In Deutschland regen sich alle darüber auf, aber die wirklich Leidtragenden leben in Lateinamerika. Die Rede ist von Glyphosat. Das Herbizid und Menschengift wurde für weitere fünf Jahre von der EU-Kommission zugelassen. Wer diesen Schritt verteidigt, weist darauf hin, dass das Pflanzenschutzmittel von deutschen, europäischen und internationalen Behörden als unbedenklich eingestuft wurde. Die Einschätzung der Internationalen Krebsforschungsagentur (IARC), die 2016 Glyphosat als „wahrscheinlich krebserregend“ bezeichnet hat, relativieren sie mit dem Argument, dass die IARC nur sage, ob etwas generell krebserregend sein könnte.
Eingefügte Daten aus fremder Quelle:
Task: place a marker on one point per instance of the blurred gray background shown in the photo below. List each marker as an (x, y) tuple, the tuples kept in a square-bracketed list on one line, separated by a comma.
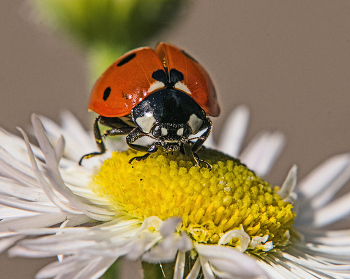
[(288, 61)]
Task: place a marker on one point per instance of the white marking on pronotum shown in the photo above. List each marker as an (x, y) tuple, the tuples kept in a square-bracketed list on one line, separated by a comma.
[(146, 122), (164, 131), (195, 123), (181, 86), (180, 132), (155, 86)]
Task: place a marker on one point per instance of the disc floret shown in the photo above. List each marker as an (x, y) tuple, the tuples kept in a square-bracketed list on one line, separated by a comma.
[(223, 206)]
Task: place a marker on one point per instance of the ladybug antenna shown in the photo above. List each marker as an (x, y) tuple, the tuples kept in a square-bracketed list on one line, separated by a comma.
[(175, 76), (161, 76)]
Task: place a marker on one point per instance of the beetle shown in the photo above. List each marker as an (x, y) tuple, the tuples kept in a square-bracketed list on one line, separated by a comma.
[(164, 94)]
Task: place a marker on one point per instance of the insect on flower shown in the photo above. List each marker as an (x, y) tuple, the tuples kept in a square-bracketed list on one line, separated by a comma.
[(163, 94)]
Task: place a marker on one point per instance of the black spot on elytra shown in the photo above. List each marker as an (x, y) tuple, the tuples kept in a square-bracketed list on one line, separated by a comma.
[(189, 56), (175, 76), (106, 93), (126, 59), (161, 76)]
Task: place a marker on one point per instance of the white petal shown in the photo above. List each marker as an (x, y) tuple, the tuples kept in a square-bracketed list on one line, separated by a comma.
[(30, 206), (242, 235), (227, 259), (195, 270), (179, 265), (96, 268), (9, 241), (286, 191), (208, 273), (234, 131), (323, 175), (169, 226), (42, 220)]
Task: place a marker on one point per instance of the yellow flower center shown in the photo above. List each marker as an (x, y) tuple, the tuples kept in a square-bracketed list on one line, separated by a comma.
[(211, 203)]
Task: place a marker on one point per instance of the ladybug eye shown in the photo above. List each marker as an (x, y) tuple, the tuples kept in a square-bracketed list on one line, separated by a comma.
[(156, 132), (186, 132)]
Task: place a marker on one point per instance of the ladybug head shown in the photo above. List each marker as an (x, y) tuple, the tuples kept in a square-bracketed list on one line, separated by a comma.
[(169, 116), (174, 77)]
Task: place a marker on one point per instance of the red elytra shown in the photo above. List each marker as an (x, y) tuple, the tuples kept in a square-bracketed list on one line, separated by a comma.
[(130, 82)]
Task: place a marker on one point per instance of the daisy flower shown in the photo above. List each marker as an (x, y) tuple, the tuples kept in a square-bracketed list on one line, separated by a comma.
[(224, 223)]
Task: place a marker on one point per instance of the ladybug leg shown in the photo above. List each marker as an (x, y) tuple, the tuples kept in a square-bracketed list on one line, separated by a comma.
[(97, 133), (98, 140), (117, 132), (133, 136), (198, 144)]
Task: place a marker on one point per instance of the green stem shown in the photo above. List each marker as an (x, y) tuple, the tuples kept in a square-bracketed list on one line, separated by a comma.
[(158, 271)]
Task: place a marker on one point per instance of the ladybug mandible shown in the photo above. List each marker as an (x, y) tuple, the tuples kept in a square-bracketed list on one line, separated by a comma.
[(163, 94)]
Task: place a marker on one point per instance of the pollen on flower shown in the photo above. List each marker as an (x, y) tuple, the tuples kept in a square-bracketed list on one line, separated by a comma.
[(211, 203)]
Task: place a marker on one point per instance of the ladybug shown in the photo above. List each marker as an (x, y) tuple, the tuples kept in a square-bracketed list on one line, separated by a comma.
[(164, 94)]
In welchen Mengen Menschen den Stoff dann zu sich nehmen müssen, um wirklich Gefahr zu laufen, an Krebs zu erkranken, sei damit nicht gesagt. Gerne vergleichen die Verteidiger*innen von Glyphosat das Unkraut-Gift mit Wurst oder rotem Fleisch. Auch diese beiden Lebensmittel seien laut IARC wahrscheinlich krebserregend. Und schließlich möchte ja niemand Wurst verbieten, nicht wahr? Na also. Eine völlig hysterische Debatte.
Die Kritik an Glyphosat ist aber nicht hysterisch, sondern extrem wichtig: Erstens geht es nicht nur um uns. Es geht nicht nur darum, wie viel von dem Gift im Urin einzelner EU-Bürger*innen auftaucht. In Ländern wie Argentinien und Brasilien wächst ein Großteil des Sojas, mit dem die deutsche Fleischindustrie am Laufen gehalten wird. Zwischen 2008 und 2010 nutzte Deutschland durchschnittlich eine Fläche von 4,4 Millionen Hektar Land in Südamerika für die Produktion von Futtermitteln. Dort sind Menschen auf ganz andere Weise Glyphosat ausgesetzt. Mit Flugzeugen versprühen die Firmen das Gift auf den in Monokultur wachsenden Plantagen. Wer in einem Dorf wohnt, das an diese Plantagen angrenzt, kommt direkt mit dem Herbizid in Kontakt. Die Folgen sind ein massiver Anstieg an Krebserkrankungen, an Fehlbildungen bei Kindern, an Fehlgeburten. Argentinische Forscher*innen halten den Zusammenhang zwischen dem Agrargift und den Erkrankungen für erwiesen. Eine Entscheidung in der EU hätte Auswirkungen auf Importe aus Argentinien, so dass auch dort der Umgang mit Glyphosat überdacht werden müsste. Und es wäre ein wichtiges Signal für all jene Menschen in Südamerika, die sich gegen die Vergiftung ihres Lebensraumes wehren.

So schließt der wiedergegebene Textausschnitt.